As an RSPB member and angler, where do I start? Let's start with Bob's nonsense about 'two species of cormorant.' Crap. There's one, Phalacrocorax carbo, and it has subspecies, not separate species.
Secondly, there have been cormorants nesting inland since the Middle Ages - it's not some recent phenomenon. In research done in the late '50s, a scientist recorded Scottish loch cormorants which had been recorded breeding there in 1663, and bones recovered from the Fens prove they bred there too when it was marsh. Yes, there are more living inland than ever, but they DO migrate - dispersal, it's called - and go where the fishing's best. I know from bassing on the south coast that sandeels, mackerel and many other shoal fish are now hard to come by because they've been so overfished. And where do they go? No, not fertiliser, they go into animal feed, and a lot of them into trout and salmon pellets - fish food. So stocked trout and other fish farming contributes to the decline of 'industrial' fish (and consequently to bass and fish which feed on them) and may contribute to the dispersal of comorants inland.
Bob's assertion that 'We are active in creating and maintaining habitat, they are in the main passive. We have breeding programmes. What to they have?' begs the reply: spend several million of habitat conservation and buy up whole tracts of vanishing countryside on which much native wildlife depends.
Apart from the valuable battles fought by the ACA, angling invests next to sod all in preserving what's good. We buy up ancient lakes full of rudd and tench and stuff them with carp or catfish. And while I think the honourable people who visit this website DO care about rivers, the reaction from the rest when the going got tough was to fill the gaps around Bill Makin's goldfish bowls and pretend it was real life.
Angling, as a sport, makes one valuable contribution to the countryside; it is a good way of monitoring fish stocks. There aren't too many fishwatchers who aren't also fishers.

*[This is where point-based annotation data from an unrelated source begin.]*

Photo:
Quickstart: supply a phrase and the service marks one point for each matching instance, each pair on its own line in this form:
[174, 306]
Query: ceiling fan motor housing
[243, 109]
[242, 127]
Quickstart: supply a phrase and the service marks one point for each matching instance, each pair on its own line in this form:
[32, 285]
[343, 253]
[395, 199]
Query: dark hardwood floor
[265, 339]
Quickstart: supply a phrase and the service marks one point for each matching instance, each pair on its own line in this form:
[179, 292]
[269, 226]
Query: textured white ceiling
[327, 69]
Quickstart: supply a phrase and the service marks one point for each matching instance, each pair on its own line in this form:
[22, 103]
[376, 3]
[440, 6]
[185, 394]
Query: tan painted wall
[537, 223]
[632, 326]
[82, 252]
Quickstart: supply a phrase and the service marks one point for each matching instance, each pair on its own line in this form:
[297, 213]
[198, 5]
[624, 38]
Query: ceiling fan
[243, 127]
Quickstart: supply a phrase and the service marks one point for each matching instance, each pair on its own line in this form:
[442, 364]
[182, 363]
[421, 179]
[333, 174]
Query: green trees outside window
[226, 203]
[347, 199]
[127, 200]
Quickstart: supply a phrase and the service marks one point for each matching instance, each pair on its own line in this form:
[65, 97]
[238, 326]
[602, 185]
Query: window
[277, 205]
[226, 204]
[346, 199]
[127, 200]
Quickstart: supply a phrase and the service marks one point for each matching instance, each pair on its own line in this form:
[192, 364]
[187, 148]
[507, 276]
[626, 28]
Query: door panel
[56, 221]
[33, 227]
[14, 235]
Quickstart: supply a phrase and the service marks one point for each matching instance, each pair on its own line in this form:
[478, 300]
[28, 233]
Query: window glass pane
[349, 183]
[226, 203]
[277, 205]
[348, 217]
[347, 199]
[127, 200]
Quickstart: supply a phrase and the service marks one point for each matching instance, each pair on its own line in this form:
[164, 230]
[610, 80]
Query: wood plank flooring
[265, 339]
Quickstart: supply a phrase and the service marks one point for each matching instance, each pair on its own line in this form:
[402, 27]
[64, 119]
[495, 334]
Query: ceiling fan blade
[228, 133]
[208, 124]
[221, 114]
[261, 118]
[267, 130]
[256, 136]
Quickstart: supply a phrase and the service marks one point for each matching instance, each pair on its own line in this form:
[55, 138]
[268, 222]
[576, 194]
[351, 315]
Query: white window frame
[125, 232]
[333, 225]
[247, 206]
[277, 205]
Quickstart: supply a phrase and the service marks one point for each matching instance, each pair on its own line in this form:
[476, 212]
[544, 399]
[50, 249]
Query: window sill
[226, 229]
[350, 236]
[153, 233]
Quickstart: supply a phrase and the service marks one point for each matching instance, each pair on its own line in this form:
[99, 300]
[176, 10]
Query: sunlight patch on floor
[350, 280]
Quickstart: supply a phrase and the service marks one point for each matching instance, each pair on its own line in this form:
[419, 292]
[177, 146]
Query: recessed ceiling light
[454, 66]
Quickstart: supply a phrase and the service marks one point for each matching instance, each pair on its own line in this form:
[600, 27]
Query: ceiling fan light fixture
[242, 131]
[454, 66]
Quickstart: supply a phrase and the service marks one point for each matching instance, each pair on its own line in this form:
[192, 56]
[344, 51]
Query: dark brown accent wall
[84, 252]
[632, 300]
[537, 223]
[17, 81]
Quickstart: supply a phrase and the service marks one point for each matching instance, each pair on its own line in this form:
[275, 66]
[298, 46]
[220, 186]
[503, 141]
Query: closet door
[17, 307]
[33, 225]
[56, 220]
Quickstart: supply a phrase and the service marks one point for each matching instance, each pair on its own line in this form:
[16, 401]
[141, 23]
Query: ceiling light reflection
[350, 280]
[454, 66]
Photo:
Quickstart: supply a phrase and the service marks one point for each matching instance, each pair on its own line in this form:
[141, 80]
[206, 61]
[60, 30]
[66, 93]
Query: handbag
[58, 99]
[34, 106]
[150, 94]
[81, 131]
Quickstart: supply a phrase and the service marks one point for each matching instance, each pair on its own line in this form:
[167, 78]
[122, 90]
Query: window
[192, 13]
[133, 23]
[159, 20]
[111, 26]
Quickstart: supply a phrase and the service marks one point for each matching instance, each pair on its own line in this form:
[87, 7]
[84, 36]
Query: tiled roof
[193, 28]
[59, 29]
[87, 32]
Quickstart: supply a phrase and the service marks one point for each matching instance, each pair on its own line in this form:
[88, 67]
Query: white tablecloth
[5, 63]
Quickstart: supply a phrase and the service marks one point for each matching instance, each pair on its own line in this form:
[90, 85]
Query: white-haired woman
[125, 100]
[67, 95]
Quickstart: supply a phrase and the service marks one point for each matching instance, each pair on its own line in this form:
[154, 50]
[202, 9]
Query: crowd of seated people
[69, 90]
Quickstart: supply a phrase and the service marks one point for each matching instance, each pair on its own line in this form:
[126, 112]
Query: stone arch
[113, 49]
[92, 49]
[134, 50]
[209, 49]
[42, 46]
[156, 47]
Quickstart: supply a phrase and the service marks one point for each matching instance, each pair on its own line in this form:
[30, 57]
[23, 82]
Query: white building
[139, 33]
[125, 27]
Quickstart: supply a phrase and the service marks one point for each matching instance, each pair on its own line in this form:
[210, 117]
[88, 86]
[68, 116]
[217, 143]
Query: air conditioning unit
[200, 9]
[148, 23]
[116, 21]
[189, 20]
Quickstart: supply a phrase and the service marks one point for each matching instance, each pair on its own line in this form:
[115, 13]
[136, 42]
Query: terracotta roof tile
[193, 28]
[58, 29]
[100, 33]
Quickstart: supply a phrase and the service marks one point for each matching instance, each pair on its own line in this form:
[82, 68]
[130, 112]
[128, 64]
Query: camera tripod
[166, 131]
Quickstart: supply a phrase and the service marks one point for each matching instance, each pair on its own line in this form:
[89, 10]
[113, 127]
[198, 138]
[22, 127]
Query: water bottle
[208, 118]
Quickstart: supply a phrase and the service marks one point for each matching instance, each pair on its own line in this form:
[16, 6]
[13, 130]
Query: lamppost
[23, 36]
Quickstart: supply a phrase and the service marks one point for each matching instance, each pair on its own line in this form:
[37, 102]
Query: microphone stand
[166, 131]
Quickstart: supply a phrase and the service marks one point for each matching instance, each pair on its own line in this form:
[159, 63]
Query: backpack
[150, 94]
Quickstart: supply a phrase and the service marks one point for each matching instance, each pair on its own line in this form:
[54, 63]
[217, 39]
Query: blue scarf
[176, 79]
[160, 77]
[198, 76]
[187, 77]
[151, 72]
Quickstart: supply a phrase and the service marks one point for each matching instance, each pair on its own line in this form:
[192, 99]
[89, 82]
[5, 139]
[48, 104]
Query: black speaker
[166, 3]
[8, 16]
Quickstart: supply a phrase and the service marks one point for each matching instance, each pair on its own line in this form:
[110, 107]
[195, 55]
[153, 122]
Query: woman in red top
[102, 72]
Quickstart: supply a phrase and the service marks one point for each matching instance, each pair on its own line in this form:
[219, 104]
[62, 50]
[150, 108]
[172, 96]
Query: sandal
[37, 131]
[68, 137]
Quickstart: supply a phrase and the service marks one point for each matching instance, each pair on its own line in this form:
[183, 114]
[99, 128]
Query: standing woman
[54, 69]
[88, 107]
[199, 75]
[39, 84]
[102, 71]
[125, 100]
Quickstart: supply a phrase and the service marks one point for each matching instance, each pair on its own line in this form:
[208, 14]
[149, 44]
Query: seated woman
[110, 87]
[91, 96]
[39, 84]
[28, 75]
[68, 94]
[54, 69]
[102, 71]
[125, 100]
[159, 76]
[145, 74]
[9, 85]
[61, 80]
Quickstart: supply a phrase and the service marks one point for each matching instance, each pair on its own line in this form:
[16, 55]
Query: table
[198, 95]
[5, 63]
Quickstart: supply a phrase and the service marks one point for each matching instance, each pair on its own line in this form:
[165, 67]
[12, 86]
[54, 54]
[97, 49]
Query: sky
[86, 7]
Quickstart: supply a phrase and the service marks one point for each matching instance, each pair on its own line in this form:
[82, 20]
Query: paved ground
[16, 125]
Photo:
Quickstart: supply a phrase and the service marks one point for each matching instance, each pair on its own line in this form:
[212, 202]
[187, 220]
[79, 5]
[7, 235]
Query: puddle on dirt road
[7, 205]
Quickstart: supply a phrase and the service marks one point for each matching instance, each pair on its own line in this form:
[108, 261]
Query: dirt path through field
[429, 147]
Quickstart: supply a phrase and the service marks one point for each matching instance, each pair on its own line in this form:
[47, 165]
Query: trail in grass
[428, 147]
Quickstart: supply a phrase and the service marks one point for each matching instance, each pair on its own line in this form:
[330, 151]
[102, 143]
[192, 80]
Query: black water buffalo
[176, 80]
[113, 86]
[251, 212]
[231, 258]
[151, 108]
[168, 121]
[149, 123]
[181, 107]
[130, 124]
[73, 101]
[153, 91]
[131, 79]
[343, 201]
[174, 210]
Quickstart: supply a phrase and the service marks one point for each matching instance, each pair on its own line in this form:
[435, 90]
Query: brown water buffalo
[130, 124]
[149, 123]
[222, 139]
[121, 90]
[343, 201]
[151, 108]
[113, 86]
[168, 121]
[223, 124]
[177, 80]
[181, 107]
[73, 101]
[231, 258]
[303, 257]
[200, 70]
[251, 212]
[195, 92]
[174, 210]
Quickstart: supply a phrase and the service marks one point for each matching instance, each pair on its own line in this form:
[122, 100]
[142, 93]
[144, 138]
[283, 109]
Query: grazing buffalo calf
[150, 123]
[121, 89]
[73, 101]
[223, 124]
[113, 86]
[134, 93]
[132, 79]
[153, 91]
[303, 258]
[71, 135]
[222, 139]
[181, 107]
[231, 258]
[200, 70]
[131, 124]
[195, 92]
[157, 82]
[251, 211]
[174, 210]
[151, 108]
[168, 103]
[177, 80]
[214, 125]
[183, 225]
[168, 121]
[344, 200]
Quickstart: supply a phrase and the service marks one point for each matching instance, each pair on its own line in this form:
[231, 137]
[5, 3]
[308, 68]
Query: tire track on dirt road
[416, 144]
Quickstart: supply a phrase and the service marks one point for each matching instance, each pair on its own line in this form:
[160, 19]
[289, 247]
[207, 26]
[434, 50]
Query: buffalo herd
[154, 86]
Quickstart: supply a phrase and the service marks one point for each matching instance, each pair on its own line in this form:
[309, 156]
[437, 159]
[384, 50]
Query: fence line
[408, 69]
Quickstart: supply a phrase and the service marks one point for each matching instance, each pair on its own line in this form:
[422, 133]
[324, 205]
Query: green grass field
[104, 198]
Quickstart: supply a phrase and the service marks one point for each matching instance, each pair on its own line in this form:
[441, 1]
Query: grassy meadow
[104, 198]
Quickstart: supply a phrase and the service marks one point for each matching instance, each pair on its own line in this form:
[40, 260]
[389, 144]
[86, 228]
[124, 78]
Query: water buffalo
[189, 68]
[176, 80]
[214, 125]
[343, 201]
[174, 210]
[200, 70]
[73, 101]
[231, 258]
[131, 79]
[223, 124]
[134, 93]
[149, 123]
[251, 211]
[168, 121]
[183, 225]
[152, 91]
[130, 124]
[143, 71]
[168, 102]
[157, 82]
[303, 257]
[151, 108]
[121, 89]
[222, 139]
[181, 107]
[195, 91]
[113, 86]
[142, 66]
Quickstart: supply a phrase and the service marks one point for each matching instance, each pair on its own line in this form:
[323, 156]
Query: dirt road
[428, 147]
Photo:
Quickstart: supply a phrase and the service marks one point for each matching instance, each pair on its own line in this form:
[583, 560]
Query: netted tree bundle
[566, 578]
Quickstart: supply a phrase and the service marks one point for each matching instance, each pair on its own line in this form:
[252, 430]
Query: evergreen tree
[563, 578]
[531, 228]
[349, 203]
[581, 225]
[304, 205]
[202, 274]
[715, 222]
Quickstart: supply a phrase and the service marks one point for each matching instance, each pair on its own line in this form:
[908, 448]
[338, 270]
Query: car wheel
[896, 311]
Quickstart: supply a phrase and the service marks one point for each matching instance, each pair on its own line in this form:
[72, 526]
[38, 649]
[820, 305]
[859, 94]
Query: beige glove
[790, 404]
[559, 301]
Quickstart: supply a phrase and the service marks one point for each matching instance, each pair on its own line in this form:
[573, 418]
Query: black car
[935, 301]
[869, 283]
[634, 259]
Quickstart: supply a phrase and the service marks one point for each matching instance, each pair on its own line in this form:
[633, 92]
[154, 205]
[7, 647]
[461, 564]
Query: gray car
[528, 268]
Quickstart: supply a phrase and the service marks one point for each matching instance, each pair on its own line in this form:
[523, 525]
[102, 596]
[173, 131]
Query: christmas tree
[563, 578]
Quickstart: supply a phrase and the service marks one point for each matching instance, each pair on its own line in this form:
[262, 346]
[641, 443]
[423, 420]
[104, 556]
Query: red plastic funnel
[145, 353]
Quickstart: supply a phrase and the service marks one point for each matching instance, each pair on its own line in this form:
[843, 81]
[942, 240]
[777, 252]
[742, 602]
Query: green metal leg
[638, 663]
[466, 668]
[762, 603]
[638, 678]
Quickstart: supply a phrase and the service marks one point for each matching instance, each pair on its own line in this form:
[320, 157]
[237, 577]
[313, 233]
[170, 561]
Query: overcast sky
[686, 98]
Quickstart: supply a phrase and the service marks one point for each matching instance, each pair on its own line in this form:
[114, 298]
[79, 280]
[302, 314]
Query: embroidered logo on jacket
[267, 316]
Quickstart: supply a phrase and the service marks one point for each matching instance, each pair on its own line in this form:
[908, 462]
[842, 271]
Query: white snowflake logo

But ask any club trying to organise a bank-clearing day how much practical help they get from 90 % of membership. None.
There are examples of lakes where the RSPB and angling are quite happy together. But ever since AT's cormorant poisoning story which landed its editor in court, they've kept a wary eye on us. They are well-organised, well funded and well-researched, so before we go shooting our mouths off at birding we should, as a sport, try to be even half as powerful and well-respected as they are, overturning the almost terminal chaos that is the angling fraternity. We, collectively, couldn't organise a mud-slinging contest in a slurry pit which is why angling, as a sport, is dying on its arse, with no effective national scheme to bring youngsters into the sport and no self-funded research into matters of enormous importance to anglers.